Creating parallel axes plots

Creating parallel axes plots

This post will describe how to create parallel axis plots using the web based tool available at http://reed.cee.cornell.edu/parallel-axis/, as well as using the open source and widely used software GNUPlot 5.0.

Parallel axis plot is a simple and intuitive way of visualizing high dimensional data (4 or more dimensions). It allows for easy pairwise dimension correlation assessment, easy identification of properties of each individual points and, if it is the case, easy visualization of what an ideal or best solution would be.
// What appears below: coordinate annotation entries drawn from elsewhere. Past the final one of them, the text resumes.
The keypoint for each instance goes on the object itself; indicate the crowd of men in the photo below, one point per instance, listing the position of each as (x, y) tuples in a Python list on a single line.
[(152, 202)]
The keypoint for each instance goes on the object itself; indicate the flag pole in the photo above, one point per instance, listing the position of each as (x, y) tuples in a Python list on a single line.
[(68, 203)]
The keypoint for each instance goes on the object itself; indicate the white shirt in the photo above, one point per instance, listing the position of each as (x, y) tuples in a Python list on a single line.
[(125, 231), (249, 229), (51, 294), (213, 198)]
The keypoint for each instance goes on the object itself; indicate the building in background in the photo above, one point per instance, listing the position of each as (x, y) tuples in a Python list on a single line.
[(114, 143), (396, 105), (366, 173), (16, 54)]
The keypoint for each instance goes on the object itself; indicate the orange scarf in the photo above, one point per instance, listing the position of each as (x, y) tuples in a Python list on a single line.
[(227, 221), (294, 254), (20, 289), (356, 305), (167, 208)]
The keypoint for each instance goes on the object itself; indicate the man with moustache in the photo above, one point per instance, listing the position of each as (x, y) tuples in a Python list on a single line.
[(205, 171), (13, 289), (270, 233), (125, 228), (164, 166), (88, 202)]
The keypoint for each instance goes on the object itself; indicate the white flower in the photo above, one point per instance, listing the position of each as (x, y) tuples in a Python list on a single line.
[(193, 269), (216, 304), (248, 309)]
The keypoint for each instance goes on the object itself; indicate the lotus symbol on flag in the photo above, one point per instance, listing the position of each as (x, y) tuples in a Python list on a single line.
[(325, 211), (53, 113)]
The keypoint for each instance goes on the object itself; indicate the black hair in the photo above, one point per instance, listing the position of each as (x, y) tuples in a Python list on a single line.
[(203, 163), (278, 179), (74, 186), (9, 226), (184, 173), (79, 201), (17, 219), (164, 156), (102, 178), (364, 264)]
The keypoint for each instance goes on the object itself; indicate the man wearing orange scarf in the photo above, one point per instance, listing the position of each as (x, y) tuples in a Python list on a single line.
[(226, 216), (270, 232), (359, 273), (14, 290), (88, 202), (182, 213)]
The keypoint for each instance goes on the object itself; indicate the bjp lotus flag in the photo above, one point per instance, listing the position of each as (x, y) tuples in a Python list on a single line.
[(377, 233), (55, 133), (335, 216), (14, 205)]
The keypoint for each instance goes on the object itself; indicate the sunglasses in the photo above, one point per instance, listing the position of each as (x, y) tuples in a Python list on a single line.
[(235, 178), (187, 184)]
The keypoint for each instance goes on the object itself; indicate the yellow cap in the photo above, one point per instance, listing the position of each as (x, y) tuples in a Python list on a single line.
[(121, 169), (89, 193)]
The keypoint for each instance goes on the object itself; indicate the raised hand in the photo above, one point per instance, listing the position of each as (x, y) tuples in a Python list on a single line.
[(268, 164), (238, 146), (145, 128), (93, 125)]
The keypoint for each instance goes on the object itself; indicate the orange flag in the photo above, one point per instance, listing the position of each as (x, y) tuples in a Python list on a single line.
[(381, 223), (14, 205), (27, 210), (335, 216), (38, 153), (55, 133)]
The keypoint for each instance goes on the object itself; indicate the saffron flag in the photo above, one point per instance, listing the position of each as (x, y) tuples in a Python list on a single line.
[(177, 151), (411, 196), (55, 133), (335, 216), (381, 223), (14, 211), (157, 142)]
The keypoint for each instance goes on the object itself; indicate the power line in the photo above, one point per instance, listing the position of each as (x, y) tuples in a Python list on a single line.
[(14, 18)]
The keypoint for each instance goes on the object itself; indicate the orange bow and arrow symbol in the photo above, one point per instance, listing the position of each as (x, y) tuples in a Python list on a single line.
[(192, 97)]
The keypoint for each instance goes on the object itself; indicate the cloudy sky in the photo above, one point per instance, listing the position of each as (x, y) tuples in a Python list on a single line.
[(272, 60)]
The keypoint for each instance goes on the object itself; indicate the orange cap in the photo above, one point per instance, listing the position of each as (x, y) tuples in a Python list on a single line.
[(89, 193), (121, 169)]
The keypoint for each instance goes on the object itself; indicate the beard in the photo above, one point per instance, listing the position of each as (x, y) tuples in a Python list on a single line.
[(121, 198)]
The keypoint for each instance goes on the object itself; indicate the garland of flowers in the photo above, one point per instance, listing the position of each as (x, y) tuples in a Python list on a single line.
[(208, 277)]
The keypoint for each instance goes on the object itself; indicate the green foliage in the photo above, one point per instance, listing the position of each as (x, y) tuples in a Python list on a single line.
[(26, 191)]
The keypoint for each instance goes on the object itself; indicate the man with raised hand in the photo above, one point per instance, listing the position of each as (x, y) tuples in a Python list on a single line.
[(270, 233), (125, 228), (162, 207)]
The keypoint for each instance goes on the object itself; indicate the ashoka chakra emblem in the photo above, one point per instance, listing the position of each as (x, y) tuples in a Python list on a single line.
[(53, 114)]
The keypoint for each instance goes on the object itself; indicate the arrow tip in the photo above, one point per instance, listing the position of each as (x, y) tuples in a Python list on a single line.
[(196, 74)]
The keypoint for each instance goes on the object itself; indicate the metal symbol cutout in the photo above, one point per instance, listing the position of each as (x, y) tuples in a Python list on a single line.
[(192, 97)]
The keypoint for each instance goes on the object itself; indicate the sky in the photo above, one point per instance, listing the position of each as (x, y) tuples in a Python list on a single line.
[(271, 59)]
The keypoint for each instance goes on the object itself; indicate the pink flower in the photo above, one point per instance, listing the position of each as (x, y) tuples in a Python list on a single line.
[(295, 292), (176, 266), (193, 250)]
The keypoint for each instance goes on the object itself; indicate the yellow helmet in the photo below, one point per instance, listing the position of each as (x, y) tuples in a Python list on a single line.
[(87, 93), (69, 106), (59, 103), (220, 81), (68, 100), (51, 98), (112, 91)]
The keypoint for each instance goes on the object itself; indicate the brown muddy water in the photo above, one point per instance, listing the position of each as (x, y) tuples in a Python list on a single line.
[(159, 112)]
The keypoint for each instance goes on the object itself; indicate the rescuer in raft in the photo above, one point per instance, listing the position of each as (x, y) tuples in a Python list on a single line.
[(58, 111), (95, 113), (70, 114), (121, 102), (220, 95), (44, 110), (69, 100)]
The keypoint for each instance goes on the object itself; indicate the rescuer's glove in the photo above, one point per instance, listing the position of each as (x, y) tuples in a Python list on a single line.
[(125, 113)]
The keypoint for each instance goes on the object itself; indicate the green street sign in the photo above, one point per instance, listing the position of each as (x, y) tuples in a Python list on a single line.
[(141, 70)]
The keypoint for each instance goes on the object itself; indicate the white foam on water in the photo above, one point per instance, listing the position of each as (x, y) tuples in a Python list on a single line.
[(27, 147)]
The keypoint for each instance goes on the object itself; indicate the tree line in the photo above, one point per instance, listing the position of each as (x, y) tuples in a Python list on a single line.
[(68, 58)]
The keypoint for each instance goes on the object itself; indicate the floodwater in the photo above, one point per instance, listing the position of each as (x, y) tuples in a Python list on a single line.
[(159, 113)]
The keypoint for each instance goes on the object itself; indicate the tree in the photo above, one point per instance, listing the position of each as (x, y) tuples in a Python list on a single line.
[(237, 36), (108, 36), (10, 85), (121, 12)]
There are several software able to generate parallel plots based on a dataset, with the most famous and widely used being Matlab. However, Matlab is expensive, which makes it not viable for a researcher or business user who does not have interest in its other features. This argument motivated the choices of tools for this post. Before starting to describe the usage of the tools, below is a comparison between their features for you to choose which one best fit your needs:

Comparison between GNUPlot and Web Cornell
Feature Web Cornell GNUPlot
Interactive Yes No
Exports figures No Yes
GUI instead of scripting Yes No
Color schemes Limited Infinite
Adjustable font/axis No Yes

Bottom line, the Web Cornell tool is more appropriate for actual data analysis and decision making but, if creating a figure for a report, GNUPlot would probably be more appropriate.

Web Cornell Tool

The first step when using the Web Cornell Tool is to choose the desired color scheme for the plot. Several options are available in the drop down menu, as in the figure below:

Fig1

After the color scheme is selected, the user should load the data file by clicking on the “Choose File” button, as in the figure below. The data file MUST be in comma separated values (csv) with linux line breaks.

Fig2

If the “Blues” color scheme was selected, the plot should appear automatically and look similar to the figure below:

Fig3

One interesting feature of the Web Cornell Tool is that of highlighting in the plot a particular solution shown in the table. This allows the user to see how a data point with a particular ID compares to the other data points. For this, the user just needs to place the cursor over the line corresponding to he solution to be highlighted, as in the figure below:

Fig12

Another interesting feature of this tool is the brushing feature. In order to display only the data points with inertia between 0.84 and 0.93, just click on the Inertia axis and drag a box that covers the desired range. The plot should now look like this:

Fig4

Multiple axes can be brushed, looking like this:

Fig5

Brushes can be removed by either pressing the “Reset Brushes” button or by right clicking on a brushed axis.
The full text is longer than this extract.